While Nigeria has played a ready market, and an expanding one, for American computers and micro-chips, the politics of the relationship between the two countries is not lost on them both. Her military and economic might aside, the U.S. remains the most influential country. It has political interest, as well as responsibilities, that stretch from The Americas to Europe, to Asia, and to Africa.

For reasons which the specificity of this discussion may not allow, Cold War era ties between Nigeria and the U.S. could not assume the prominence or the infectious closeness that had characterized, say, U.S.-Egypt relations or U.S.S.R.-Libya ties. But, as the Cold War and the arms race between East and West tailed off, beginning from the early 1990s relations between Africa's biggest democracy and the world's only surviving super-power took on a much more constructive shape.

A succession of military dictatorships in the country found out that they needed a stronger voice in world affairs, and one way to achieve that had to be through the United Nations Security Council, whose most important members, including the U.S., had begun toying with the idea of reforming it, and crucially, increasing its ranks to reflect modern-day realities. Stiff competition with other key African players, such as, South Africa and Egypt, meant that Nigeria had to endear itself to countries, like the U.S., Britain, France and others, whose veto-wielding powers on the U.N Security Council would ultimately determine who got what.

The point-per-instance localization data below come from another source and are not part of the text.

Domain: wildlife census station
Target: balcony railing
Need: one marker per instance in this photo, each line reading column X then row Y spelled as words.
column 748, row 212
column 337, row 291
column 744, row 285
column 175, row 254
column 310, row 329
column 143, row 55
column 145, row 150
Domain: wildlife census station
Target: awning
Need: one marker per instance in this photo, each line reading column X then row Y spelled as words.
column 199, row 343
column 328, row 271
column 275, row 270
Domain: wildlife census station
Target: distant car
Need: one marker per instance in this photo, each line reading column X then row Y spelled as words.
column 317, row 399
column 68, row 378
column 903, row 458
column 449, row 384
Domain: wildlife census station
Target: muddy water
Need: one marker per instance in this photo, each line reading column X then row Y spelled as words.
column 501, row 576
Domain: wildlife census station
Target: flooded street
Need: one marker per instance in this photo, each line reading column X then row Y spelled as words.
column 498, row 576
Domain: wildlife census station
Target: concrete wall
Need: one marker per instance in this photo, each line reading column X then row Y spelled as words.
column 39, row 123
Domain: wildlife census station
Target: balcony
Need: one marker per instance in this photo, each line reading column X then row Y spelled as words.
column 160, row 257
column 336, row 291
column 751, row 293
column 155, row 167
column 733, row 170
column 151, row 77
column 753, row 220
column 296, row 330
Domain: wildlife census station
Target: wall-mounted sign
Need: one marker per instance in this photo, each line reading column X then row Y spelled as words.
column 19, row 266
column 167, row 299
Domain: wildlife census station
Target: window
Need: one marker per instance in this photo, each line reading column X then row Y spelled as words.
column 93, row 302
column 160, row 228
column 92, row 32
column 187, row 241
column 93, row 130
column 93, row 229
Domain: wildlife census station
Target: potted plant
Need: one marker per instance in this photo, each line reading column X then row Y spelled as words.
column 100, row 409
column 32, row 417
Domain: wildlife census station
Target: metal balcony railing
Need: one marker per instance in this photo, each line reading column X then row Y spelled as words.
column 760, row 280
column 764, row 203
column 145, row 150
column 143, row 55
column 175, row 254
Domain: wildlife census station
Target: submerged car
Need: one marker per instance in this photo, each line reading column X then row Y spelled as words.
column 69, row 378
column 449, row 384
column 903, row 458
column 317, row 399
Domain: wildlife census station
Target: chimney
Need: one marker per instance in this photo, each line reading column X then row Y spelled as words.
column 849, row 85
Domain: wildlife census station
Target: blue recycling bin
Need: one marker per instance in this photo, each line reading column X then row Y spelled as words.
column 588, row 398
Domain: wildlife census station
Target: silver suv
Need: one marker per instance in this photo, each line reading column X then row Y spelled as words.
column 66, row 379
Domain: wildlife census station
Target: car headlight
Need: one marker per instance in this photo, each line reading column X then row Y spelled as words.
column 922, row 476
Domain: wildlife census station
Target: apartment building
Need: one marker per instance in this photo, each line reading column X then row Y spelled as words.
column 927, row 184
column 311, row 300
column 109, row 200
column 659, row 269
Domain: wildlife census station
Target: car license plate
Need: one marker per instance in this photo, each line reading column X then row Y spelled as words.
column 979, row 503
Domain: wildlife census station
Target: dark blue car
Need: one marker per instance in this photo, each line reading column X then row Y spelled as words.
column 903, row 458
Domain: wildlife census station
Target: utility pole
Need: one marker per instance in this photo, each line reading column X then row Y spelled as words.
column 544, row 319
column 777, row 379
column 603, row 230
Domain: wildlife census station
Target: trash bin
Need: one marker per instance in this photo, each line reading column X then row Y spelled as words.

If the military regimes couldn't win the Americans over by restoring multi-party democracy to their embattled fatherland, they could at least try, by giving the Western world and others reason to see Nigeria as, not just a well-behaved and civilized member of the world community, but also a factor of stability in the the region. Tragedy for American and U.N. peace-keepers in Somalia, in 1992, forced Bill Clinton to pull his troops out of there in 1993, never to return to the continent for real combat duties, under the auspices of the U.N., that is.

Even though unconstitutional rule, often the most brutal form of it, had characterized the business of governance in Nigeria from the mid-1980s, when the Second Republic was overthrown, to the late 1990s when the Third Republic was born, Washington and its allies in London, Paris and Berlin resolved to put up with it. They did not want their economic interests, the oil and other concerns, to be compromised. That is one point. Another point: a brutal dictatorship that could guarantee a relatively high degree of internal stability and order was a preferable option than to allow such a massive entity to unravel and plunge into anarchy, with the inevitable consequence of destabilizing the entire region.

There was a third factor behind the quiet resolve of the U.S. to turn a blind eye to the oppressive methods of the khaki boys power at the time. General Babangida and later on General Abacha, had managed to coax the rest of West Africa into taking up this idea of a peace-enforcement military force for the ECOWAS sub-region, called ECOMOG. In Liberia, a former U.S. colony, and in Sierra Leone, a former possession of Britain, ECOMOG had registered big successes.

Later, in the Ivory Coast, France's ex-colony, they achieved the same feat that had characterized the Liberia and Sierra Leone conflicts: namely, restoring relative order to the conflict zone, in order to create a tranquil enough environment for the United Nations to send in their peace-keeping troops.